Outbidding and Outbluffing Elite Humans: Mastering Liar's Poker via Self-Play and Reinforcement Learning
Richard Dewey, Janos Botyanszki, Ciamac C. Moallemi, Andrew T. Zheng
TL;DR
This work presents Solly, the first AI agent to reach elite human performance in reduced-format multi-player Liar's Poker using self-play and a model-free actor-critic reinforcement learning framework based on regularized Nash dynamics. By training in a multi-agent, shared-policy setting and leveraging a simple MLP architecture within OpenSpiel, Solly achieves robust performance against elite humans and outperforms large language models on key bidding and equity metrics. The study characterizes the game's probabilistic structure via conditional probability reasoning, analyzes state-space growth with more players and larger hands, and demonstrates Solly's relative exploitability as training progresses. The findings highlight Solly's potential to scale to full game sizes, reveal LLMs' limitations in bluffing-based multi-agent settings, and suggest practical directions for scalable, data-efficient learning in imperfect-information environments with rich strategic dynamics.
Abstract
AI researchers have long focused on poker-like games as a testbed for environments characterized by multi-player dynamics, imperfect information, and reasoning under uncertainty.

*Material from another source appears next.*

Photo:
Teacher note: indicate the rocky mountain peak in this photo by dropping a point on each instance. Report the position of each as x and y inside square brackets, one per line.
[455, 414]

While recent breakthroughs have matched elite human play at no-limit Texas hold'em, the multi-player dynamics are subdued: most hands converge quickly with only two players engaged through multiple rounds of bidding. In this paper, we present Solly, the first AI agent to achieve elite human play in reduced-format Liar's Poker, a game characterized by extensive multi-player engagement. We trained Solly using self-play with a model-free, actor-critic, deep reinforcement learning algorithm. Solly played at an elite human level as measured by win rate (won over 50% of hands) and equity (money won) in heads-up and multi-player Liar's Poker. Solly also outperformed large language models (LLMs), including those with reasoning abilities, on the same metrics. Solly developed novel bidding strategies, randomized play effectively, and was not easily exploitable by world-class human players.